Without saying as much, Brewster let it be known that Klitschko was either out of shape or surprisingly less vigilant in the ring than Brewster expected. His confidence buoyed, Brewster eventually connected with a couple of punches that put an end to the fight and made anyone who bet on him -- as promoter Don King emphatically said he had -- a handsome sum.

Brewster came into the fight with a "puncher's chance" and I suspect that's how he won it. But with the betting line having moved so much -- and with King involved, for whatever that's worth -- suspicions are raised.

So much so that the Palms, for one, has backed off taking bets on the fight coming up in Los Angeles with the other Klitschko, although it may repost the line later this week; the Palms routinely posts lines on fights that many other Las Vegas books do not offer.

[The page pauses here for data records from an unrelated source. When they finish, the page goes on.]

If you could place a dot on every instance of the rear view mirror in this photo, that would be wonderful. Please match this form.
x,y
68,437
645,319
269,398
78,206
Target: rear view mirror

Banker likened the one-sided action that came in on Brewster to a 1999 fight in New York between Lennox Lewis and Evander Holyfield. That fight, which was scored a draw and included a conflict-of-interest controversy fueled by a female judge who was working the bout, was posted with Lewis as an 11-5 favorite but moved all the way to pick 'em on the day of the bout.

"It takes a lot of money to move a line like that, whether it's here in town or at a place like Pinnacle," Banker said.

And when the line moves that much and a key performer -- in this most recent case, Wladimir Klitschko -- underachieves, there can be repercussions, however vague the innuendo.

Maybe the result of that fight at Mandalay Bay was just a fluke, but rather than get burned too badly by the Klitschko brothers twice in one month the Palms has removed itself from the equation. At a time when it normally would welcome betting action on the fight, it prefers, instead, to play it safe and defer.